Uma viagem inesquecível. "Havia um enorme túnel. Era um túnel de um prateado muito forte e ouvia-se uma nota suspensa, como se fosse um coral. Eu me sentia levitar em direção a esse túnel", lembra o diretor teatral José Luiz Ribeiro, de 65 anos.
José Luiz dedica a vida a ensinar. Ele é diretor de teatro e professor na Universidade Federal de Juiz de Fora (UFJF), em Minas Gerais. Em uma madrugada de outono, ele despertou com muita dor no estômago. Foi parar no pronto-socorro com uma forte hemorragia provocada por uma úlcera. Teve parada cardíaca. Por pouco, não perdeu a vida. Foi nesse momento que a dor parou e José Luiz experimentou a sensação de flutuar em um caminho iluminado e sem sofrimentos. Difícil foi voltar ao mundo real.
"Você tem uma sensação de paz absoluta e, de repente, uma sensação muito dolorosa. É como se fosse um susto. Você volta em uma rapidez imensa, parece que alguma coisa puxa. Eu não sabia que eu tinha corpo naquele momento. Naquele momento, eu era luz, som e uma coisa que deslizava. Não existia sensação de matéria", descreve.
Da viagem, José Luiz trouxe um jeito novo de encarar o fim. "A morte não me assusta, de jeito algum. O medo desapareceu de vez", afirma.

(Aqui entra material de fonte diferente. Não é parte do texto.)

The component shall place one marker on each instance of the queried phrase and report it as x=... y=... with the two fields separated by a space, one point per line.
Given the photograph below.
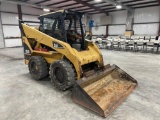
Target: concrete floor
x=22 y=98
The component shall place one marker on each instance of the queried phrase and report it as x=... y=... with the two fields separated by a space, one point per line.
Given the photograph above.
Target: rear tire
x=62 y=74
x=38 y=67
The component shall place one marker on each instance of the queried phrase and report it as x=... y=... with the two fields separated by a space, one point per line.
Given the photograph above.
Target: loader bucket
x=103 y=92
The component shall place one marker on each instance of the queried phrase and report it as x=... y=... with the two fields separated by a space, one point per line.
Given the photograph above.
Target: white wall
x=9 y=16
x=10 y=26
x=145 y=15
x=142 y=15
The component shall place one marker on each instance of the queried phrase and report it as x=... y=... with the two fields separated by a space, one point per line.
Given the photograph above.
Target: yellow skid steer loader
x=58 y=48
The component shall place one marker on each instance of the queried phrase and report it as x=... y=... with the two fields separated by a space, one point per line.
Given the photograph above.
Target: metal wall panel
x=97 y=18
x=150 y=14
x=13 y=42
x=9 y=7
x=146 y=29
x=30 y=18
x=11 y=31
x=116 y=30
x=9 y=18
x=119 y=17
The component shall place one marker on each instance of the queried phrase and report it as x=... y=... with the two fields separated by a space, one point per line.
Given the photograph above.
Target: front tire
x=38 y=67
x=62 y=74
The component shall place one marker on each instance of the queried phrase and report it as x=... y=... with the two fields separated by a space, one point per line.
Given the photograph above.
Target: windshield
x=47 y=23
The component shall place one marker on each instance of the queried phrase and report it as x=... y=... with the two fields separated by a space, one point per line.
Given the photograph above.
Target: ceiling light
x=118 y=6
x=46 y=10
x=98 y=0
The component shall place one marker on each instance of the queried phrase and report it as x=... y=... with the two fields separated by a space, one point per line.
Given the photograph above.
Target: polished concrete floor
x=22 y=98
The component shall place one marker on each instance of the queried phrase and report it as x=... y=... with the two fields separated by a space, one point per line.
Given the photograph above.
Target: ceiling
x=92 y=6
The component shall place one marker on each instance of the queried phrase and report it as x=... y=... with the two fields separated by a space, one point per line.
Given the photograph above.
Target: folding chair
x=131 y=45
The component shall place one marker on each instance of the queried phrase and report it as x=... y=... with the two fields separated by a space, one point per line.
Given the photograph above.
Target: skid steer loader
x=58 y=49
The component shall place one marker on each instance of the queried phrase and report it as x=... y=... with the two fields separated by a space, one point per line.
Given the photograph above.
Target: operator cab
x=64 y=25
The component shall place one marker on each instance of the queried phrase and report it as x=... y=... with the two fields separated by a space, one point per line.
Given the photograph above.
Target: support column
x=106 y=30
x=2 y=43
x=129 y=24
x=19 y=12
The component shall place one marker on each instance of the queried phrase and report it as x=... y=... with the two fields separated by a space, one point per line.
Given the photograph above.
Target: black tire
x=38 y=67
x=62 y=74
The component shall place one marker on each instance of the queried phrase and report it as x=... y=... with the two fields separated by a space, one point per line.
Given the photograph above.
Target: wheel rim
x=34 y=68
x=58 y=73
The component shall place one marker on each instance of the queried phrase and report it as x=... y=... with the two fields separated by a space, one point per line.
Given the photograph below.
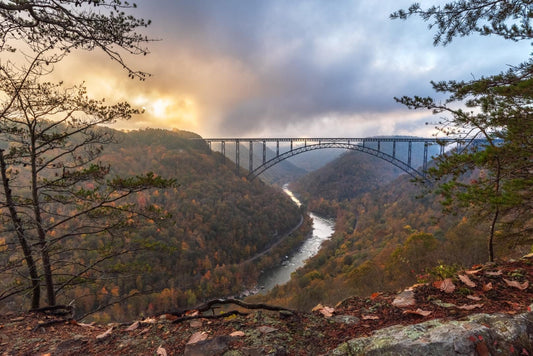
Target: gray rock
x=346 y=319
x=210 y=347
x=499 y=334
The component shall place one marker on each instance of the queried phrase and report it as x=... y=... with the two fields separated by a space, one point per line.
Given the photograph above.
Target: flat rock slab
x=480 y=334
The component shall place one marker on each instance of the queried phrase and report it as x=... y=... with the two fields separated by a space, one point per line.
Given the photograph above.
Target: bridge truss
x=275 y=150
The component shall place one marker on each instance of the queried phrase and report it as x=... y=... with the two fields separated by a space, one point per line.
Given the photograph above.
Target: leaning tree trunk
x=41 y=233
x=19 y=230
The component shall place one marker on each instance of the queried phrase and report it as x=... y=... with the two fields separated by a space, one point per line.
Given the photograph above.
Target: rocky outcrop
x=479 y=334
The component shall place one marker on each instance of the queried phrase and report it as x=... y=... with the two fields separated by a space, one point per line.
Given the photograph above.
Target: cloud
x=277 y=68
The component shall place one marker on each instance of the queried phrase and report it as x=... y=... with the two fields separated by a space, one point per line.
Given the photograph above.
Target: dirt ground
x=503 y=287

Tão misteriosa e até assustadora. Tem gente que evita falar no assunto. Mas aqueles que já viveram uma experiência de quase-morte, quando recuperam a consciência, voltam falando sobre lugares bonitos, cheios de luz e tranqüilidade. E os relatos são os mesmos em diversas pesquisas feitas em vários países. E a surpresa: assim como José Luiz, a maior parte das pessoas que tiveram essa vivência perde mesmo o medo da morte. Seria, então, possível usar essas experiências para levar paz e serenidade a quem sofre quando a vida está chegando ao fim?
A psicóloga Ana Catarina Elias acredita que sim. Ela transformou o assunto em uma tese de doutorado na Universidade de Campinas (Unicamp). Com voz suave e tranqüilizadora, ela acalma o paciente. Desenvolveu uma técnica totalmente baseada em relatos de experiências de quase-morte.
O trabalho de relaxamento usa as imagens mais lembradas por quem escapou, por pouco, da morte. No leito do hospital, Ana Catarina convida o paciente para uma viagem. O trabalho foi publicado na revista de psiquiatria da Universidade de São Paulo (USP) em uma edição totalmente dedicada ao estudo científico da espiritualidade.
É como se o paciente experimentasse algo semelhante a uma quase-morte, com resultados espetaculares. Eles conseguem se livrar da angústia e do medo.
"Nesse sentido, ajuda muito. E muitas vezes dissolve as culpas que esses pacientes sentem diante de Deus e de um julgamento divino, talvez, frente ao que eles fizeram na Terra", explica a psicóloga.
Um jeito diferente de encarar o momento mais doloroso: o da despedida.
"Há realmente uma preocupação de todos os profissionais da área da saúde que trabalham com cuidados paliativos. Vamos cuidar do paciente quando não é mais possível curar para que a morte se torne o mais natural possível, o menos artificial possível", completa Ana Catarina.
"O que é morrer bem? É morrer cercado de amor e de carinho, podendo realizar seus desejos, conversar com as pessoas sobre sua vida, refletir, chorar, rir. Isso que é uma morte digna", avalia o psicanalista Roosevelt Cassorla, da Unicamp.